CHAPTER EIGHTEEN
Irene Hardy chose to be frank with herself over the situation. She had not doubted the sincerity of her attachment for Dave Elden; but, had she experienced such a doubt, the entry of Bert Morrison into the drama would have forever removed it. Indeed, now that she knew that Dave's suit would be regarded with favour by another woman—an accomplished, clever, experienced woman,—she was very much more eager to monopolize it to herself. And in fairness she admitted that things could not continue as they were. The menace of Bert Morrison was static, so to speak. With fine self-abnegation Bert was standing aside. But how long would she continue to stand aside? Irene was old enough to know that the ramparts of friendship are a poor defence when the artillery of passion is brought to bear; indeed, it is usually through those very ramparts that the assault is effected. And if she continued to trifle with Dave Elden—
Yes, trifle. She would be frank. She would not spare herself. She had been trifling with him. Rather than accept the terms which her own attitude had made necessary—rather than tell him with her lips what she felt in her heart—she had trifled away all these months, almost these years.… She would lay her false pride aside. In the purity of her womanhood, which he could not misunderstand, she would divest herself of all convention and tell him frankly that—that—
She was not sure what she would tell, or how she would tell it. She was sure only that she would make him know. At the very next opportunity.…
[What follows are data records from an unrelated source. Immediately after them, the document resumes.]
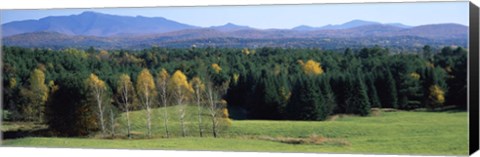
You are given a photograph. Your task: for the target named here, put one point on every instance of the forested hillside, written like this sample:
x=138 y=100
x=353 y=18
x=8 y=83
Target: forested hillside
x=70 y=89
It came on a fine summer's evening in late July, while Dave and Irene drifted in his car over the rich ripening prairies. Everywhere were fields of dark green wheat, already beginning to glimmer with the gold of harvest; everywhere were herds of sleek cattle sighing and blowing contentedly in the cool evening air. Away to the west lay the mountains, blue and soft as a pillow of velvet for the head of the dying day; overhead, inverted islands of brass and copper floated lazily in an inverted sea of azure and opal; up from the southwest came the breath of the far Pacific, mild, and soft, and gentle.
"We started at the wrong end in our nation building," Dave was saying. "We started to build cities, leaving the country to take care of itself. We are finding out how wrong we were. Depend upon it, where there is a prosperous country the cities will take care of themselves. We have been putting the cart before the horse—"
But Irene's eyes were on the sunset; on the slowly fading colours of the cloudlands overhead. Something of that colour played across her fine face, mellowing, softening, drawing as it seemed the very soul to cheeks and lips and eyes. Dave paused in his speech to regard her, and her beauty rushed upon him, engulfed him, overwhelmed him in such a poignancy of tenderness that it seemed for a moment all his resolves must be swept away and he must storm the citadel that would not surrender to siege.… Only action could hold him resolute; he pressed down the accelerator until the steel lungs of his motor were drinking power to their utmost capacity and the car roared furiously down the stretches of the country road.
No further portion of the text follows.